Estimate Your Year-End P&L
Many architecture and engineering firms set a goal of paying as little federal or state taxes as possible as a corporate entity. That objective calls for rendering an accurate forecast of the firm’s profit and loss statement well in advance of year-end. With that information in hand, the principals have the option to increase cash outflows to drive reported profits to the desired target taxable income. These outflows could include contributions to defined benefit plans and bonus payments. If cash is tight, another tax planning opportunity might be to issue stock bonuses instead of cash bonuses.
Be Alert to Section 179 Changes
Section 179 deductions for property acquisitions could have a significant impact on this year’s planning horizon. In prior years, the IRS allowed businesses to deduct up to $500,000 of all purchases of property and equipment.

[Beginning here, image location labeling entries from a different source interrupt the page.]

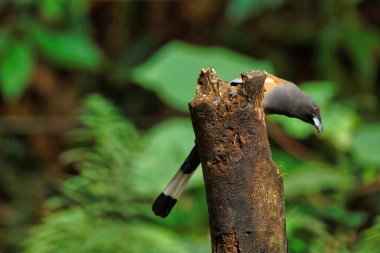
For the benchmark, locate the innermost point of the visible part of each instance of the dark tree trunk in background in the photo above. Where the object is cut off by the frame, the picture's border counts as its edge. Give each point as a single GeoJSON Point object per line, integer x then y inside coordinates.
{"type": "Point", "coordinates": [244, 187]}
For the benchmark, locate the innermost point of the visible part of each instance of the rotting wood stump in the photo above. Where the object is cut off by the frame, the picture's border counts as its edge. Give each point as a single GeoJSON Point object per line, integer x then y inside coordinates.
{"type": "Point", "coordinates": [244, 187]}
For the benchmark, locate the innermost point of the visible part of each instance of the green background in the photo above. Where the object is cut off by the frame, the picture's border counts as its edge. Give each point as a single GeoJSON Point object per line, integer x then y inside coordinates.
{"type": "Point", "coordinates": [94, 119]}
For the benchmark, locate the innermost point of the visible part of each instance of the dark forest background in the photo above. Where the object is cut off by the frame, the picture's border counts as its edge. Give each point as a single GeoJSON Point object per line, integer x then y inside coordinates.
{"type": "Point", "coordinates": [94, 119]}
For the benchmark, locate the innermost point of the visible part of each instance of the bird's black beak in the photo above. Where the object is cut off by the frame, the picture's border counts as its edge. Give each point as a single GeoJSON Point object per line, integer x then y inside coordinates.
{"type": "Point", "coordinates": [317, 123]}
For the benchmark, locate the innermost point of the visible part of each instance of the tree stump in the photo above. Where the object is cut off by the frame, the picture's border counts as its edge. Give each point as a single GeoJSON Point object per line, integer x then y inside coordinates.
{"type": "Point", "coordinates": [244, 187]}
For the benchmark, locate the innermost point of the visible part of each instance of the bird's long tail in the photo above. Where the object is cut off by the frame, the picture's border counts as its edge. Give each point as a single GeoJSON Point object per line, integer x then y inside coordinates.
{"type": "Point", "coordinates": [168, 198]}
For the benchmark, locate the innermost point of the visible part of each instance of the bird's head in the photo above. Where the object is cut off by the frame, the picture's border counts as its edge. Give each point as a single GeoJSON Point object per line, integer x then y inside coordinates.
{"type": "Point", "coordinates": [285, 98]}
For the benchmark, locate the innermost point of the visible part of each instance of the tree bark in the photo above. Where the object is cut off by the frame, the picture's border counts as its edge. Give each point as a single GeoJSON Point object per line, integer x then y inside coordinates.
{"type": "Point", "coordinates": [244, 187]}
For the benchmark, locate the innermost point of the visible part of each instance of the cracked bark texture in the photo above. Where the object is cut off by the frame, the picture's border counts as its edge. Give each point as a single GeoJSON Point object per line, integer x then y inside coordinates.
{"type": "Point", "coordinates": [244, 187]}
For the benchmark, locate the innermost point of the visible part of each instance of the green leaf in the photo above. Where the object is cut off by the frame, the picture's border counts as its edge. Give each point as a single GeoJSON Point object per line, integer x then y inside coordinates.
{"type": "Point", "coordinates": [322, 92]}
{"type": "Point", "coordinates": [239, 10]}
{"type": "Point", "coordinates": [52, 9]}
{"type": "Point", "coordinates": [15, 71]}
{"type": "Point", "coordinates": [366, 144]}
{"type": "Point", "coordinates": [313, 177]}
{"type": "Point", "coordinates": [166, 147]}
{"type": "Point", "coordinates": [370, 241]}
{"type": "Point", "coordinates": [70, 49]}
{"type": "Point", "coordinates": [172, 72]}
{"type": "Point", "coordinates": [362, 45]}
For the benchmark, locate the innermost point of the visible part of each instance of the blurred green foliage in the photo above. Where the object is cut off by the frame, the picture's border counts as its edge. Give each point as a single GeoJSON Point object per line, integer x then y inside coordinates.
{"type": "Point", "coordinates": [333, 195]}
{"type": "Point", "coordinates": [53, 33]}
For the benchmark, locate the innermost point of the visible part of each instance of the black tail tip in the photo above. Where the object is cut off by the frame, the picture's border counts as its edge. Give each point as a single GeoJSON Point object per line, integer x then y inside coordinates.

For 2014, this limit has been reduced to $25,000. Moreover, if the practice purchases are more than $225,000 of eligible property in one year, no Section 179 deduction may be claimed.
If you have become acclimated to using the liberal write-offs, you will need to adjust your expectations for 2014 and be prepared to address the increase in reported profits. We’ll keep you informed should Congress opt to extend the higher limits through 2014.
Credits and Deductions
Taxpayers with certain research expenditures may qualify for the often overlooked research and experimentation tax credit. There is also an opportunity for a 179D tax deduction for qualifying energy efficiency improvements on commercial buildings.
If you take advantage of these tax savings strategies, they can assist you in managing your income bracket for 2014. These techniques are great options for the short term, but we also work with our clients to evaluate their financial outlook, not only for tomorrow, but for 10, 20 and 30 years from now.